WASHINGTON – The official US motto is "In God We Trust," but a Texas company is under fire for printing scripture on military dog tags.
Kenny Vaughan's company, Shields of Strength, has been making the dog tags for about 20 years. He says they've been a blessing to countless military men and women.
"Soldiers and Marines love having God's word around their necks it encourages them and strengthens them for their fight," Vaughan said.
Emotion overtakes Kenny Vaughan when he talks about his company and its mission.
"I made a dog tag with a scripture on it because my girlfriend had written them on my equipment as an athlete and it changed my life forever and I wore it under my own shirt for my own reminder and I gave it to a soldier and it encouraged him in battle and that's why we're in business," Vaughan said.
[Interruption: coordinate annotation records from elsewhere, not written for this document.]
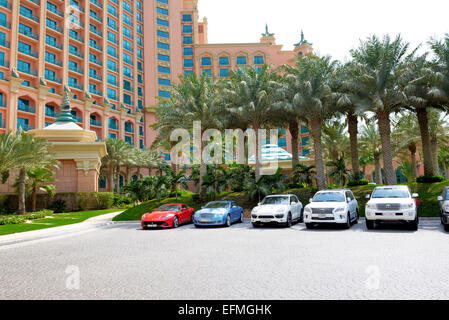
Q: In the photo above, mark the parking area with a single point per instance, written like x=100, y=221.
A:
x=121, y=261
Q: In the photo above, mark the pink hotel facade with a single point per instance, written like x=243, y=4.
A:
x=116, y=57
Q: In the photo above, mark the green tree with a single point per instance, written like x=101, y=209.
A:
x=380, y=60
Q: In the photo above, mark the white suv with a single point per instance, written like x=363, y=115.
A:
x=281, y=209
x=332, y=206
x=392, y=203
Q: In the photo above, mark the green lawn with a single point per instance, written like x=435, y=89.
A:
x=427, y=193
x=56, y=221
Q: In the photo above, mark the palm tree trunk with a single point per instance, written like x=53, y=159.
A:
x=385, y=137
x=377, y=168
x=434, y=150
x=353, y=131
x=423, y=122
x=34, y=198
x=203, y=171
x=316, y=134
x=412, y=149
x=294, y=132
x=21, y=183
x=257, y=157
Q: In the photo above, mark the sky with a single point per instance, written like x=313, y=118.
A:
x=333, y=27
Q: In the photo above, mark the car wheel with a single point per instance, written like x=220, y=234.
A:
x=369, y=224
x=348, y=221
x=228, y=221
x=301, y=217
x=289, y=220
x=175, y=222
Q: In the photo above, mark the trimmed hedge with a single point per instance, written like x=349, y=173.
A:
x=23, y=218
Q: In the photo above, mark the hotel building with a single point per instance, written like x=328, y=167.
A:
x=117, y=57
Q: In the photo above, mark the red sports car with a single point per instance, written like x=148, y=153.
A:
x=168, y=216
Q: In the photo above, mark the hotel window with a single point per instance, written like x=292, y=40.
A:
x=162, y=34
x=188, y=51
x=224, y=72
x=241, y=60
x=162, y=45
x=164, y=82
x=258, y=60
x=206, y=61
x=163, y=69
x=187, y=28
x=187, y=40
x=207, y=72
x=163, y=57
x=162, y=22
x=187, y=17
x=223, y=61
x=164, y=94
x=162, y=11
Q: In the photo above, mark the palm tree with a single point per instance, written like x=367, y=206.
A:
x=417, y=79
x=338, y=171
x=304, y=174
x=370, y=145
x=313, y=93
x=33, y=153
x=251, y=95
x=40, y=179
x=380, y=61
x=406, y=135
x=193, y=99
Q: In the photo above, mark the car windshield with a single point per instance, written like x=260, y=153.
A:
x=217, y=205
x=329, y=197
x=276, y=200
x=390, y=193
x=168, y=207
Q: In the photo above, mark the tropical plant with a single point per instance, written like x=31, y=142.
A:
x=380, y=61
x=251, y=95
x=311, y=100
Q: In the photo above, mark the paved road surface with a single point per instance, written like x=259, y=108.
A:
x=121, y=261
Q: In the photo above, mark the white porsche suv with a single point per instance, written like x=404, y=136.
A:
x=392, y=203
x=337, y=206
x=283, y=209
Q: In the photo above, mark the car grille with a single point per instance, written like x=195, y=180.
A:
x=322, y=210
x=388, y=206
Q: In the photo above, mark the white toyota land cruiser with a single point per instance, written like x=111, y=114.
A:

Vaughan has made hundreds of thousands of these dog tags for US military men and women, many of them, he says, for free. Air Force and Marine veteran Kenneth Davis explains what the dog tags mean to him.
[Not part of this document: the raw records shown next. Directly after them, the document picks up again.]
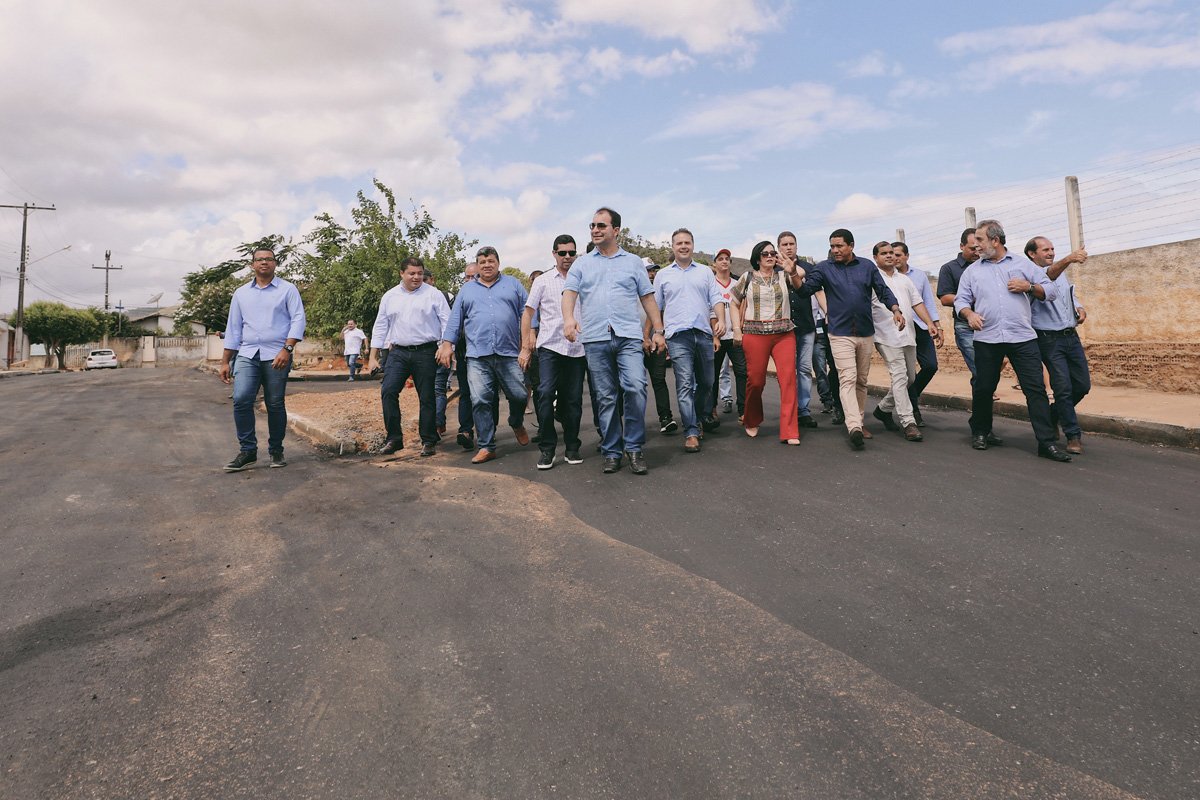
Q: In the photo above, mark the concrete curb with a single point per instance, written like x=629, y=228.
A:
x=1121, y=427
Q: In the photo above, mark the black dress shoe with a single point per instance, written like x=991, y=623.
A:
x=1054, y=452
x=886, y=419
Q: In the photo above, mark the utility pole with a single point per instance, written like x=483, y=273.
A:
x=25, y=208
x=108, y=268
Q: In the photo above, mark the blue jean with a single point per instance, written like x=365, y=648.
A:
x=691, y=359
x=250, y=373
x=616, y=366
x=403, y=362
x=562, y=389
x=489, y=376
x=804, y=343
x=965, y=338
x=1062, y=353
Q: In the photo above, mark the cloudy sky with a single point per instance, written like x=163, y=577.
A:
x=169, y=132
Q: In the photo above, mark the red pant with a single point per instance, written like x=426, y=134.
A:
x=780, y=347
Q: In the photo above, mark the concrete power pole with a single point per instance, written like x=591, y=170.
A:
x=107, y=268
x=25, y=208
x=1074, y=212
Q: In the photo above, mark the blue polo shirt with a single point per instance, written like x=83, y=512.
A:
x=849, y=288
x=611, y=289
x=490, y=317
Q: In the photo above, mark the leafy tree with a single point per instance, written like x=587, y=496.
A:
x=351, y=268
x=208, y=292
x=57, y=325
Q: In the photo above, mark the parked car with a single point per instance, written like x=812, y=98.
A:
x=101, y=360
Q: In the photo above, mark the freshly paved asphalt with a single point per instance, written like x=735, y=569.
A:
x=917, y=620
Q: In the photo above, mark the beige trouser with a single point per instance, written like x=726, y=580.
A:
x=852, y=356
x=903, y=370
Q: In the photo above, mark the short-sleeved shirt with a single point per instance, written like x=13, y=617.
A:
x=768, y=305
x=611, y=289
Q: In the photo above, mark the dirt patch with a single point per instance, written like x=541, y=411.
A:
x=357, y=415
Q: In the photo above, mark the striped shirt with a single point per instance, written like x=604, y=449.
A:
x=767, y=310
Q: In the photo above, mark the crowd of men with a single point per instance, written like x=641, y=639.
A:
x=603, y=318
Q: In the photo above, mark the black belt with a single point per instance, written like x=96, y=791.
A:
x=414, y=347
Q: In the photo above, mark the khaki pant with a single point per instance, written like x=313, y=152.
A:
x=852, y=356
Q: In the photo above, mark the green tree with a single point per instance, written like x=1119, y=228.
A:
x=348, y=269
x=57, y=326
x=208, y=292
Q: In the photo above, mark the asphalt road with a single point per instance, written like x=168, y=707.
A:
x=917, y=620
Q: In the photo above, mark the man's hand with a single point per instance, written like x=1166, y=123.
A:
x=445, y=354
x=570, y=329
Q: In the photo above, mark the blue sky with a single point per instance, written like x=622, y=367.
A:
x=168, y=136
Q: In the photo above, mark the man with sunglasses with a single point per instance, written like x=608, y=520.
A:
x=561, y=364
x=610, y=283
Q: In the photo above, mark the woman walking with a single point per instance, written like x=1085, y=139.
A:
x=762, y=320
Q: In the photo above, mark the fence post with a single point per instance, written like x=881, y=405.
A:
x=1074, y=214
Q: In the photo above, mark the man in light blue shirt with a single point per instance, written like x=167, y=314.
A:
x=609, y=284
x=693, y=316
x=1062, y=353
x=487, y=311
x=994, y=299
x=265, y=323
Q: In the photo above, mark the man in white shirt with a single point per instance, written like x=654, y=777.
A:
x=898, y=347
x=408, y=325
x=353, y=337
x=561, y=364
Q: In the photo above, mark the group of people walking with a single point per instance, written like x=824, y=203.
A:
x=600, y=317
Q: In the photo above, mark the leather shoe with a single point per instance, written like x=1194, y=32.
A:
x=1054, y=452
x=886, y=419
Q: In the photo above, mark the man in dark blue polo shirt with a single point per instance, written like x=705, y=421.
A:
x=849, y=282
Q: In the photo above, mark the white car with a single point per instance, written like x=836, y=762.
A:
x=101, y=360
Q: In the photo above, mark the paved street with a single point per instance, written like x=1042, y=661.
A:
x=917, y=620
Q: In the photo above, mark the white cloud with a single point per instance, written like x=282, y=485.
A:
x=706, y=26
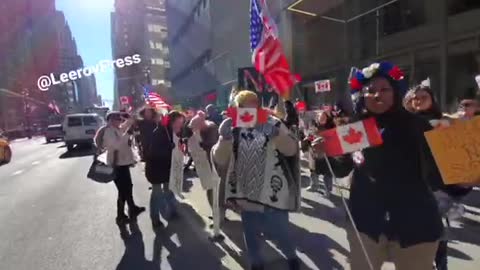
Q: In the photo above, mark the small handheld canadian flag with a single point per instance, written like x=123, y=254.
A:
x=247, y=117
x=353, y=137
x=125, y=100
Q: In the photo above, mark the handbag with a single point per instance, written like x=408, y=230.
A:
x=101, y=172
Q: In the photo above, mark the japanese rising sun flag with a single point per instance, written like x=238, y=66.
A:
x=247, y=117
x=352, y=137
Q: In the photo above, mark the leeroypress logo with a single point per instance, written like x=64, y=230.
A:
x=45, y=81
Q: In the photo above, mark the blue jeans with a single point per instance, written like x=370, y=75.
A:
x=328, y=182
x=162, y=200
x=273, y=224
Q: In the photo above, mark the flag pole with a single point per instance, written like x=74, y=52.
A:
x=350, y=216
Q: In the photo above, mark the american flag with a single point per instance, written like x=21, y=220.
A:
x=267, y=52
x=54, y=107
x=154, y=99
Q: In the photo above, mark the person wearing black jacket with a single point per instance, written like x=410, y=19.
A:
x=324, y=121
x=144, y=127
x=424, y=104
x=158, y=160
x=391, y=198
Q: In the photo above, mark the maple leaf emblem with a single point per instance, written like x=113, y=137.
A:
x=354, y=136
x=247, y=117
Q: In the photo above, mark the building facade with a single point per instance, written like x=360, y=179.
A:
x=210, y=42
x=428, y=38
x=140, y=27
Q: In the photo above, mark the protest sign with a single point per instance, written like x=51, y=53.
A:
x=456, y=150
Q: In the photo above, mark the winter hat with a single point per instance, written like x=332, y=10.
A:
x=363, y=77
x=245, y=96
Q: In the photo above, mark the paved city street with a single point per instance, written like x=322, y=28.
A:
x=53, y=218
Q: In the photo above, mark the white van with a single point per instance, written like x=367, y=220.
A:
x=80, y=128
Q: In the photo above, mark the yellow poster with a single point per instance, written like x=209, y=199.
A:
x=456, y=150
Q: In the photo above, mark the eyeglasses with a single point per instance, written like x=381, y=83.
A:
x=371, y=90
x=421, y=97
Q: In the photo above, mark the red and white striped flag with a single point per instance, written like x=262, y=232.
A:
x=352, y=137
x=157, y=101
x=247, y=117
x=267, y=52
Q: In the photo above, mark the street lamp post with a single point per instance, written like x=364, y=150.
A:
x=25, y=94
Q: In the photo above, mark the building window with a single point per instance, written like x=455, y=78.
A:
x=156, y=28
x=157, y=81
x=157, y=61
x=460, y=6
x=401, y=16
x=164, y=34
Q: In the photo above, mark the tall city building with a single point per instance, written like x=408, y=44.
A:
x=140, y=27
x=35, y=40
x=428, y=38
x=209, y=42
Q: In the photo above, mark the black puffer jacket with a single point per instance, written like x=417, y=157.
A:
x=391, y=191
x=158, y=158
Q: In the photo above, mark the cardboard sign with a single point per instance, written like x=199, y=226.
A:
x=456, y=150
x=323, y=86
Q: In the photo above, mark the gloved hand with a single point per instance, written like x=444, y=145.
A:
x=198, y=121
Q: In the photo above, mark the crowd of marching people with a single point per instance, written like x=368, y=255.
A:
x=398, y=205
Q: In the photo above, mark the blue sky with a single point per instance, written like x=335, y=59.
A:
x=89, y=21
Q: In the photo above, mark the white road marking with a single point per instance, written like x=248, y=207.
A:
x=17, y=172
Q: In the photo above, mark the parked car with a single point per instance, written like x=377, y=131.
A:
x=5, y=150
x=54, y=133
x=80, y=128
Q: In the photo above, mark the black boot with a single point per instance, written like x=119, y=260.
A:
x=257, y=267
x=121, y=217
x=135, y=211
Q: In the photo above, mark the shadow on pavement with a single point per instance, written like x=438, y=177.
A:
x=318, y=247
x=234, y=230
x=134, y=255
x=78, y=152
x=186, y=249
x=336, y=216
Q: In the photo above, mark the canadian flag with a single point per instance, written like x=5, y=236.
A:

"This is believing that you're going to live," Davis said. "And even if you die, you're going to be holding hands with God for eternity. That's what it means to me and every veteran I know, it means the same."
Now, after an organization called the Military Religious Freedom Foundation complained to the Pentagon, the Army and Marines want Shields of Faith to stop making the dog tags this way.
"We are not anti-faith, we are pro-Constitution," said Mikey Weinstein who leads the Military Religious Freedom Foundation.
He calls the dog tags a violation of defense department regulations and the constitution by combining scripture with official military emblems, even though Vaughan had licensing permission from three of the five branches of service to use their emblems.
"The letter of the law states that you cannot do this because that would be in this case breaching the separation of church and state and applying, in this case, an endorsement by the Department of Defense and military branches on a clearly proselytizing message," Weinstein said.
He says the dog tags would be fine if the official military emblems are removed.
After reviewing Weinstein's complaint, the Marines and the Army sent Vaughan cease and desist letters. One of them saying in part, it could not "...tolerate merchandise that had a) Marine Corps trademarks and b) a religious theme. This is in direct violation of the Department of Defense Instruction..."
"Further, please refrain from submitting items for approval that are clearly of a religious nature and which bear USMC trademarks," the letter went on to say.
"This is an outrage," said Attorney Mike Berry of First Liberty Institute.
Berry represents Shields of Strength and says separation of church and state is not found in the constitution, plus Mikey Weinstein has an agenda.
"His agenda is to eradicate any form of religious expression from our military," Berry said.
"A positive uplifting bible verse such as Joshua 1:9, I will not be afraid, I will be strong and courageous."
"How could someone find a way to be offended by a Marine wearing that underneath is uniform for himself when it's totally voluntary," Vaughan said.
"Approximately 70 percent of the people who join our military identify as being of the Judeo Christian faith, and that drives Mikey Weinstein crazy and he wants to try to put a stop to it," Berry said.
"Fortunately for him and unfortunately for America, he's found some people in the Pentagon who are scared of their shadow and are willing to cave in to his demands," Berry said.
"What we're saying is that you cannot violate the law," Weinstein said.
"You can imagine if there was a satanic for-profit organization or an atheist one or an Islamic one that wanted to do the same thing there'd be blood in the streets. Please understand that this is not the United States of Jesus, it's the United States of America. Christianity deserves no special place of honor above any other faith or non-faith. That is what makes us great."
"Mr. Weinstein is flat out wrong," Berry said.
First Liberty has asked the Defense Department to rescind the cease and desist letters. If they don't, Berry says a lawsuit could be an option. Kenny Vaughan says he's fighting to carry forth his God-given mission.
"That's why we do what we do, and I'll do anything I can to keep doing it," Vaughan said.
So far, the Defense Department has not responded to CBN's request for comment.